Comme nous l’avons lu dans la longue citation de Marc-Aurèle, les sentiments sur la vanité des vanités qui résonnent dans son stoïcisme sont les mêmes que dans l’Ecclésiaste. Dans ses Pensées, il insiste encore et encore sur l’insignifiance de la vie de chacun, la petitesse du recoin où il habite, la brièveté de sa durée sur terre et l’inutilité de la célébrité. Mais malgré les similitudes de sa sensibilité et de sa pensée avec les traditions judéo-chrétiennes, l’empereur n’a pas cessé de persécuter les chrétiens ni de marteler les différences dans leurs ontologies. Le matérialisme classique des stoïciens insistait sur le fait que l’âme était aussi une substance, qu’une âme désincarnée ne pouvait pas diriger un corps matériel. Ce « songe » et cette « fumée » se transforment en d’autres parties de l’univers, dans les cycles infinis de la nature. Dans leur conception cosmologique, ni le corps ni l’âme n’ont émergé du non-être, et ils ne finiront pas dans le non-être. L’aspiration des chrétiens à se séparer de leur corps, estimait Marc Aurèle, ne trouve pas son origine dans une réflexion sur la matière et sa forme, mais est le produit d’une opposition obstinée à la matière et d’une volonté tragique et théâtrale.
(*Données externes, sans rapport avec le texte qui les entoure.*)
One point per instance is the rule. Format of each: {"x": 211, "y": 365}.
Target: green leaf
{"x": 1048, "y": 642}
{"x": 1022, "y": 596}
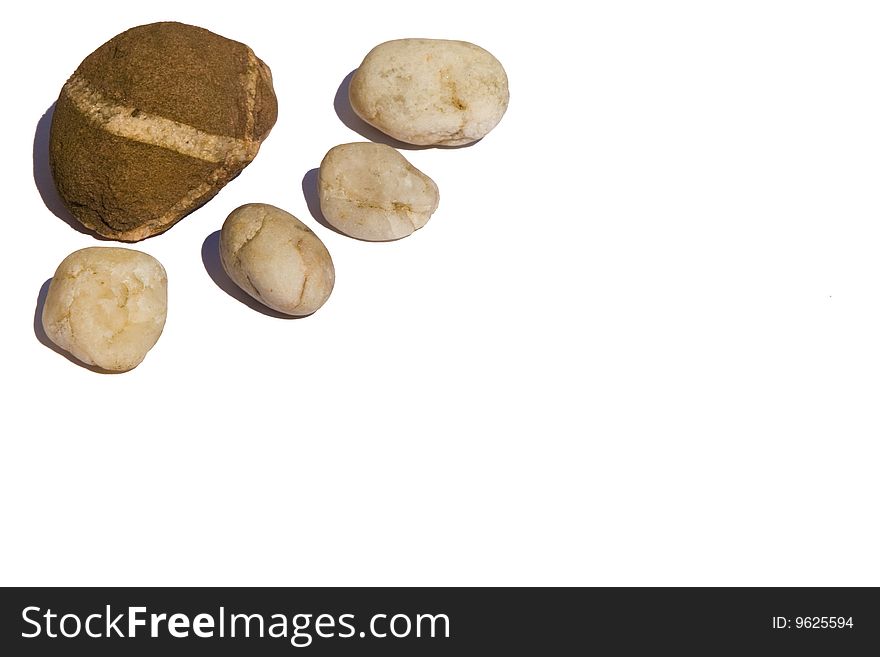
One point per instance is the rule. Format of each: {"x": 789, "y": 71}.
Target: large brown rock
{"x": 154, "y": 123}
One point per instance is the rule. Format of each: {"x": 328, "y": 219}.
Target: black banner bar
{"x": 438, "y": 621}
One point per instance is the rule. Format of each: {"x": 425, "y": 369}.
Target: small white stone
{"x": 430, "y": 91}
{"x": 275, "y": 258}
{"x": 370, "y": 191}
{"x": 107, "y": 306}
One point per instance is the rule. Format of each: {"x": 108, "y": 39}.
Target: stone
{"x": 430, "y": 92}
{"x": 276, "y": 259}
{"x": 107, "y": 306}
{"x": 370, "y": 191}
{"x": 154, "y": 123}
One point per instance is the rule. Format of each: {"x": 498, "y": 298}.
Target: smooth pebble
{"x": 107, "y": 306}
{"x": 275, "y": 258}
{"x": 370, "y": 191}
{"x": 430, "y": 91}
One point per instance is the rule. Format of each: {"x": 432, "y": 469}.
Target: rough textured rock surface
{"x": 370, "y": 191}
{"x": 430, "y": 91}
{"x": 107, "y": 306}
{"x": 275, "y": 258}
{"x": 154, "y": 123}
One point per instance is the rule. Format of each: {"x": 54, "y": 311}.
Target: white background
{"x": 639, "y": 342}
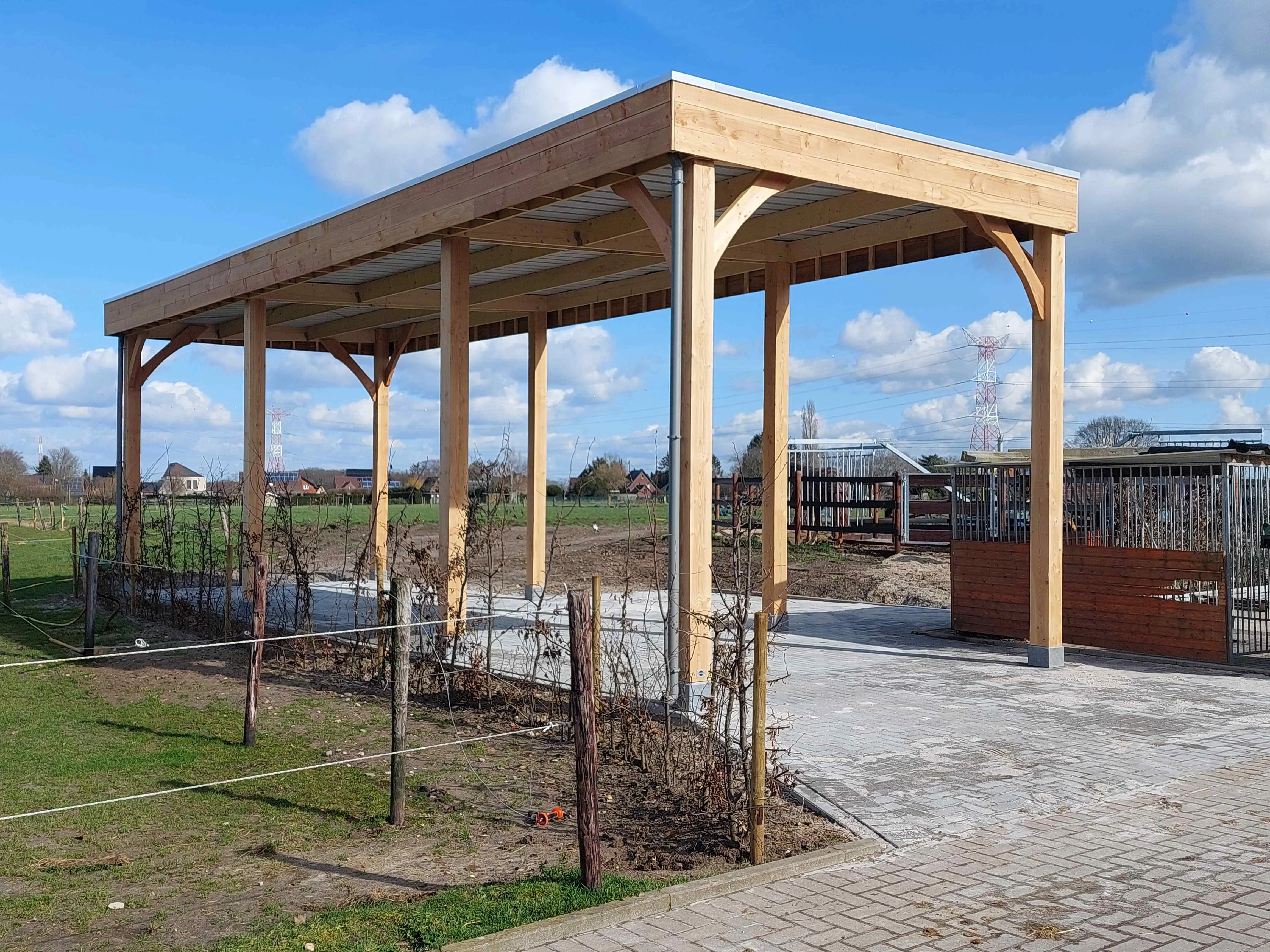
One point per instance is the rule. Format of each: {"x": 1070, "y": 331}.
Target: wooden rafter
{"x": 336, "y": 349}
{"x": 399, "y": 339}
{"x": 592, "y": 268}
{"x": 636, "y": 194}
{"x": 998, "y": 231}
{"x": 140, "y": 373}
{"x": 743, "y": 208}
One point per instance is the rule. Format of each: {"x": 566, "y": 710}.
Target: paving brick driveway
{"x": 1110, "y": 805}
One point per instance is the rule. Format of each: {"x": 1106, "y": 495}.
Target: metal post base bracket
{"x": 1042, "y": 657}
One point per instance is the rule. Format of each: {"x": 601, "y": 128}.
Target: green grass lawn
{"x": 335, "y": 515}
{"x": 73, "y": 734}
{"x": 450, "y": 916}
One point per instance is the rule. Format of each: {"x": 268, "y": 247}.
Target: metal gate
{"x": 1248, "y": 560}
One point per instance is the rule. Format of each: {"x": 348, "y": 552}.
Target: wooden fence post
{"x": 798, "y": 507}
{"x": 229, "y": 578}
{"x": 736, "y": 507}
{"x": 400, "y": 596}
{"x": 4, "y": 563}
{"x": 759, "y": 742}
{"x": 260, "y": 597}
{"x": 94, "y": 550}
{"x": 597, "y": 662}
{"x": 897, "y": 516}
{"x": 76, "y": 578}
{"x": 585, "y": 742}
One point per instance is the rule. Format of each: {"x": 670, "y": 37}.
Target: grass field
{"x": 450, "y": 916}
{"x": 563, "y": 512}
{"x": 73, "y": 734}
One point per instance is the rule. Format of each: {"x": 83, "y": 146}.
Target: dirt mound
{"x": 911, "y": 579}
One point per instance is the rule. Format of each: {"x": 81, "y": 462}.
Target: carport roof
{"x": 549, "y": 234}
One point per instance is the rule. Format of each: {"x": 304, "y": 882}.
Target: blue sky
{"x": 143, "y": 139}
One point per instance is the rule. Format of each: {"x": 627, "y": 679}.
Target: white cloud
{"x": 364, "y": 148}
{"x": 935, "y": 421}
{"x": 896, "y": 353}
{"x": 743, "y": 424}
{"x": 87, "y": 380}
{"x": 590, "y": 373}
{"x": 888, "y": 331}
{"x": 1175, "y": 186}
{"x": 1213, "y": 373}
{"x": 31, "y": 322}
{"x": 802, "y": 371}
{"x": 180, "y": 404}
{"x": 360, "y": 414}
{"x": 1236, "y": 413}
{"x": 1099, "y": 384}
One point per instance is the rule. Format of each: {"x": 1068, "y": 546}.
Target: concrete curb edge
{"x": 662, "y": 900}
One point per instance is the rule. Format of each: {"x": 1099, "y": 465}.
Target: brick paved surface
{"x": 1110, "y": 805}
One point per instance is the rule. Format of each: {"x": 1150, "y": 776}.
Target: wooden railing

Mais la question qui se pose va au-delà des oppositions entre la matière et le numineux au coeur de l’homme. Car même la nature n’est pas en harmonie avec elle-même, comme le rappellent les images des cicatrices laissées dans le paysage par les avalanches et les inondations, dans le film de Simón Uribe. Ces marques sur les paysages naturel et urbain nous laissent avec une préoccupation plus tangible, mais non moins métaphysique : quels sont les piliers qui nous maintiennent suspendus, nous et notre société, alors que le monde s’effondre ? Quelle grâce nous sauvera de la terre instable qui tremble et s’effondre sur la route d’un avenir libéré ?

[*]Le sillero porte sur son dos une chaise (silla) en bois sur laquelle s’assoit le voyageur. NdT
[**]à la Descente aux Enfers. NdT
[***]J’attends la Résurrection des Morts

Chris Gude cinéaste, diplômé en anthropologie et en géographie au Middlebury College.